その中で、弟子のひとり、イスカリオテでない方のユダが尋ねます。「主よ、私たちにはご自分を現そうとなさるのに、世にはそうなさらないのはなぜですか?」つまり、なぜあなたがメシアであることを、誰にでもはっきり見える形で示してくれないのですか?という問いかけです。この問い自体は、今日の箇所の直前、14章22節に書かれています。これも、まさしく私たち自身の問いではないでしょうか。「神さま、本当におられるなら、もっとわかりやすく示してください」「奇跡を見せてください。確かな保証をください。不安で仕方ないのです」と。
けれど、イエス様はこの問いに、目に見える奇跡や力ではなく、4つの深い約束をもって応えられました。
① イエスの言葉に従う者には、神がその心に住んでくださる
「わたしを愛する人は、わたしの言葉を守る。

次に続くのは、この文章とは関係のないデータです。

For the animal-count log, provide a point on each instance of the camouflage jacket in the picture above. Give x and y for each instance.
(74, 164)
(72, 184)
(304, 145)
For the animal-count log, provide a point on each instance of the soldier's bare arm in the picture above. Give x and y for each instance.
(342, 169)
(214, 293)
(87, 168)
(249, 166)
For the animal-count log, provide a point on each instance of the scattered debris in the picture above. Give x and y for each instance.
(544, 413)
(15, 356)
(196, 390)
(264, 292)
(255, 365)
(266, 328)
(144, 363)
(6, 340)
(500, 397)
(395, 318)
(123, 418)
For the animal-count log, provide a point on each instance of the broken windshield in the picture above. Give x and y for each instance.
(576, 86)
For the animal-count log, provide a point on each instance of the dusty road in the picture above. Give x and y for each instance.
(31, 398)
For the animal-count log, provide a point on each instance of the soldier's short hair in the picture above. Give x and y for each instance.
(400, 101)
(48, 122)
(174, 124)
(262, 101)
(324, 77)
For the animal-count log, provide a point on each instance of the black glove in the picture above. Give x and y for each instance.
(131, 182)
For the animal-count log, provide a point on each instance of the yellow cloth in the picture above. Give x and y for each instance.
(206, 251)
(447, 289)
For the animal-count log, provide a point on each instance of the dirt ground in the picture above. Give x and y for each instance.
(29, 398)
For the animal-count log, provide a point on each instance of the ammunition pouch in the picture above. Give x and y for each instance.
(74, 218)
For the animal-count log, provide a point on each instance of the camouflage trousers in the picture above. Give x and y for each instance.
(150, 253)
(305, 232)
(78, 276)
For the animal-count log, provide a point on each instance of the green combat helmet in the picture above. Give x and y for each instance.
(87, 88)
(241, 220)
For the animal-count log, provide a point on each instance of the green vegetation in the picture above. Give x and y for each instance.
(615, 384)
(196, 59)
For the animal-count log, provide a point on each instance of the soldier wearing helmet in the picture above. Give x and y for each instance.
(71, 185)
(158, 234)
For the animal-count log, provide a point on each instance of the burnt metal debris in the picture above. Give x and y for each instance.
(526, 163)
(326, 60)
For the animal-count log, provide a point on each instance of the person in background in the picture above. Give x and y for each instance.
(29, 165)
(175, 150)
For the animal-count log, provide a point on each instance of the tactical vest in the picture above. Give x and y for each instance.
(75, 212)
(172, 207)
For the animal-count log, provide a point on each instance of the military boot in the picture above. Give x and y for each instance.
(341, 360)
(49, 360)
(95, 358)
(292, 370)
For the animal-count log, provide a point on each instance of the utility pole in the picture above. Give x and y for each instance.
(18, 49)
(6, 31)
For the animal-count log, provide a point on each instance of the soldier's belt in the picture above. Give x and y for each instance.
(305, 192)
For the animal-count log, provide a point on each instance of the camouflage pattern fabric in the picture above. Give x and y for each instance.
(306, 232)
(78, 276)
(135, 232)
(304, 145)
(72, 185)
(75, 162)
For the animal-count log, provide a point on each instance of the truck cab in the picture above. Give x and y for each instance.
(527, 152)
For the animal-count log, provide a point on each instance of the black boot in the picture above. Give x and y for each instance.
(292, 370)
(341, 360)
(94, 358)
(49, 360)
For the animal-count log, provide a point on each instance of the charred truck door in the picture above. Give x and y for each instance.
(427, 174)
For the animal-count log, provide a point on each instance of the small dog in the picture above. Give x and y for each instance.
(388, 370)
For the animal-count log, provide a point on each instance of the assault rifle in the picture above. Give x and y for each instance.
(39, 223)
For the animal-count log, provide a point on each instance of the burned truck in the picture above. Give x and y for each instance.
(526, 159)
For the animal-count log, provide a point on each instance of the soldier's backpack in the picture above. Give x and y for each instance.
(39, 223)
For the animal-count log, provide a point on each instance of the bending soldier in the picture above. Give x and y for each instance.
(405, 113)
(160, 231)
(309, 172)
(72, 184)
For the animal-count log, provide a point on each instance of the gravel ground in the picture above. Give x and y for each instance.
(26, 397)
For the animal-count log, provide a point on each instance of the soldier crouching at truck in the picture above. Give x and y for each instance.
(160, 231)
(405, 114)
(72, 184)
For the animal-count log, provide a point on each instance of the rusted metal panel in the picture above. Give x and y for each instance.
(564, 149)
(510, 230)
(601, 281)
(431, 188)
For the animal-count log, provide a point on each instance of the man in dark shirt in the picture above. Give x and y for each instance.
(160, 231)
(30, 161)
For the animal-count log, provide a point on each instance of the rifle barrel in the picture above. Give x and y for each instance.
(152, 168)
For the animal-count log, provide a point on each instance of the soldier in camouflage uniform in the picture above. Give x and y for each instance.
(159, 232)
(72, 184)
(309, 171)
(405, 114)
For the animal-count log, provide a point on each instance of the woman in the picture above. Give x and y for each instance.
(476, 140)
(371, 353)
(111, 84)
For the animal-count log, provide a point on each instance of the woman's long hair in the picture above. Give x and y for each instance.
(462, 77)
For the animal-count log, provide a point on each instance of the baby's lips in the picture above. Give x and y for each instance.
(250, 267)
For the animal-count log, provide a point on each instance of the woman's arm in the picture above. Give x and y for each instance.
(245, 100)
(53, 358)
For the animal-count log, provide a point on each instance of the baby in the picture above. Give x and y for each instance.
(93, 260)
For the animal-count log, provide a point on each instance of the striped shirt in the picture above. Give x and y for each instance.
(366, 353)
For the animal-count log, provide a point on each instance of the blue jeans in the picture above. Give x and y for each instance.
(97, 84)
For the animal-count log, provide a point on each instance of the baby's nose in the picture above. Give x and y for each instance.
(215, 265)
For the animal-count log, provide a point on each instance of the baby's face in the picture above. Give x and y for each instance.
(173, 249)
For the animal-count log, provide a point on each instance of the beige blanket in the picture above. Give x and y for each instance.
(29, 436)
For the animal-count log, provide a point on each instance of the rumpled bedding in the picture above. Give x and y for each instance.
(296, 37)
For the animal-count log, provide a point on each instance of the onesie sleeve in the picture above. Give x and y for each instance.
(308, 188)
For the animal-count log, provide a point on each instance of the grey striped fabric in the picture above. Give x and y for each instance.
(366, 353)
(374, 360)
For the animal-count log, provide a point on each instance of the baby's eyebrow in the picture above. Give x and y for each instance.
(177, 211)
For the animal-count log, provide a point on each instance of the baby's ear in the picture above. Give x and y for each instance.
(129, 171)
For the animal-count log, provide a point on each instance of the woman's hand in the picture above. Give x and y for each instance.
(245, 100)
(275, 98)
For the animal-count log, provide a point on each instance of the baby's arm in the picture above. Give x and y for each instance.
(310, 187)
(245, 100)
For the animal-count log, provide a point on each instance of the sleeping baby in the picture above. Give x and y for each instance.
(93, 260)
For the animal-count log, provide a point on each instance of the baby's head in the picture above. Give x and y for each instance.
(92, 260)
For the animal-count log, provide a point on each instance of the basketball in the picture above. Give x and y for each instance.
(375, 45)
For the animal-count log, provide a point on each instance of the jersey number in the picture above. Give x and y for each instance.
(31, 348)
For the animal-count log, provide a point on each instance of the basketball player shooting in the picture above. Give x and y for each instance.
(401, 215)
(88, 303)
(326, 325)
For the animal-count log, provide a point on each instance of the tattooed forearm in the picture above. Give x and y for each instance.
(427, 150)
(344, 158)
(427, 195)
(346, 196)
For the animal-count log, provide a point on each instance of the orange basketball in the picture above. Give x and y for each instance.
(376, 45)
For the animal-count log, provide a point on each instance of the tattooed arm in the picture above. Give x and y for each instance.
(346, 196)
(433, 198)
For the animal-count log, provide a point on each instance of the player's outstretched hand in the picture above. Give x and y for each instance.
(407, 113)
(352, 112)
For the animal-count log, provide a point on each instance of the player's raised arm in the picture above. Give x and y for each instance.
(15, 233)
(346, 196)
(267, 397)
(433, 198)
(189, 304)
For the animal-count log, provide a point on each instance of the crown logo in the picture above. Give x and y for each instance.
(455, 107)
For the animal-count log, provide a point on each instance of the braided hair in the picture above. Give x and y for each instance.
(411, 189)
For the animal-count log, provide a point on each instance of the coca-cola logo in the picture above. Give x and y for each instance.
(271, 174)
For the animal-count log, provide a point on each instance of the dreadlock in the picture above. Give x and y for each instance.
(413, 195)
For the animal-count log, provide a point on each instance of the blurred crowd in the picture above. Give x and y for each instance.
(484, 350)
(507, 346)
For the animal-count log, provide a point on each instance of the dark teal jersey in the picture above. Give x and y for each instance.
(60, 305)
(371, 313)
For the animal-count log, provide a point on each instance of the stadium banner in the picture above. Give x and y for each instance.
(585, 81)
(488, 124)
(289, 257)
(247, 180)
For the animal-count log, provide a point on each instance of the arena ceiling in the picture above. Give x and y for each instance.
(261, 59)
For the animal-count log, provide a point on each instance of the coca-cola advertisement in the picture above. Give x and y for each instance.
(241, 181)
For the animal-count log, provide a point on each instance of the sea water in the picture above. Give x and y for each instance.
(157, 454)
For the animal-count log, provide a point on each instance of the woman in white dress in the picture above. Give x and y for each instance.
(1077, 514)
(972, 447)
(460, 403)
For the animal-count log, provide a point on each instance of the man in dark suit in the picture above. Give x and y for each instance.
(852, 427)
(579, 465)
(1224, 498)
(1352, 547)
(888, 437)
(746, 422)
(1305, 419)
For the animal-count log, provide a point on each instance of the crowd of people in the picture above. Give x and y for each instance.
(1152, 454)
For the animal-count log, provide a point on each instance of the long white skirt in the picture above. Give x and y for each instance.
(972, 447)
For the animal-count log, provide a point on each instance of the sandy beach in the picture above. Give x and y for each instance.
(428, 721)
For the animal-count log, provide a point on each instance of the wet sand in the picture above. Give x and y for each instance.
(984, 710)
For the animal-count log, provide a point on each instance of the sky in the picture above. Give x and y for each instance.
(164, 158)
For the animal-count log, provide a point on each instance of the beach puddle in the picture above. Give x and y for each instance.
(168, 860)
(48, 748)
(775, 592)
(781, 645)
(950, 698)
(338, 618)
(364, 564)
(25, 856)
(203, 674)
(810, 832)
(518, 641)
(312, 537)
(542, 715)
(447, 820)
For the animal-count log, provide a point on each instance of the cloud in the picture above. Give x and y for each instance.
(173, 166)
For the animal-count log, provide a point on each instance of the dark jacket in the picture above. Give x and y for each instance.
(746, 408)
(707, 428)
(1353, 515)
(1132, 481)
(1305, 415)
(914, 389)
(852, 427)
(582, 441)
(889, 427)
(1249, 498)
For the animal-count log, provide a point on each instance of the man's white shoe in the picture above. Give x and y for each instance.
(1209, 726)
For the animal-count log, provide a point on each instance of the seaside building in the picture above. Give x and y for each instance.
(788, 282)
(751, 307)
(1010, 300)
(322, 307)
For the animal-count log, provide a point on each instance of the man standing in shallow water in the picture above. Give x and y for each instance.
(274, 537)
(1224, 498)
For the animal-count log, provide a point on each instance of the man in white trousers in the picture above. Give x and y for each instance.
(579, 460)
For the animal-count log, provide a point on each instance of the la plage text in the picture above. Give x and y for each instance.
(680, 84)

わたしの父はその人を愛され、父とわたしとはその人のところに行き、一緒に住む。」神さまが私たちの内に住んでくださる。これは、みんなでささげる礼拝の中でもお伝えした「WWJD(What Would Jesus Do?)」という言葉にも通じます。イエス様ならどうされるか、いつも心に留め、そこに従って生きようとする時、神は確かにそこにおられるのです。
② 聖霊が「弁護者」として共にいてくださる
イエス様は、弟子たちが一人になるのではなく、「弁護者=聖霊」が送られると語ります。「弁護者」とは、あなたのそばに立ち、理解し、支えてくれる存在。誰にもわかってもらえないと思うときにも、聖霊はそっと寄り添い、あなたの味方でいてくださいます。どんな罪を抱えていても、失敗をしても、あなたを見捨てない存在です。
③ イエス様が与える「平和」は、世のものとは違う
「わたしの平和をあなたがたに与える。わたしはこれを世が与えるように与えるのではない」。私たちが求める平和は、戦争がなくなること、生活の安定、社会の正義など、目に見えるものかもしれません。しかしそれらは、いつ崩れてもおかしくない不安定なものです。イエス様の与える平和は、どんな状況でも、心の奥底に静かに灯る平安です。「心を騒がせるな。おびえるな」という言葉は、すべての不安を抱える私たちへの励ましです。
④ イエス様は必ず「戻ってきてくださる」
「わたしは去って行くが、また、あなたがたのところへ戻ってくる」。この言葉は、復活を意味すると同時に、聖霊降臨、そして再臨の希望にもつながります。イエス様は今は目に見えなくても、必ず私たちのもとへ戻ってきてくださる。それが、私たちの信仰の中にある希望です。
二千年前に生きた弟子たちから、西暦2025年の今に至るまで、どれほどの人たちが、このイエス様の約束を信じ、どんなに不安定な状況の中においても、心に希望と喜びをもって生きてきたことでしょうか。そう考えると、今、不安の中にいるということは喜びなのです。目には見えない確かなものを信じることができる、そして希望を持つことができる。これ以上の喜びはこの世には存在しません。
今年も冊子「御国が来ますように」が配布されています。今週木曜日の昇天日から、6月8日の聖霊降臨日までの10日間、私たちは希望をもって、全世界で共に祈ります。不安定な世の中、不確かな人生の中に生き、暗闇の中におられる一人でも多くの人に福音が伝えられますように。主の平和がありますように。祈ってまいりましょう。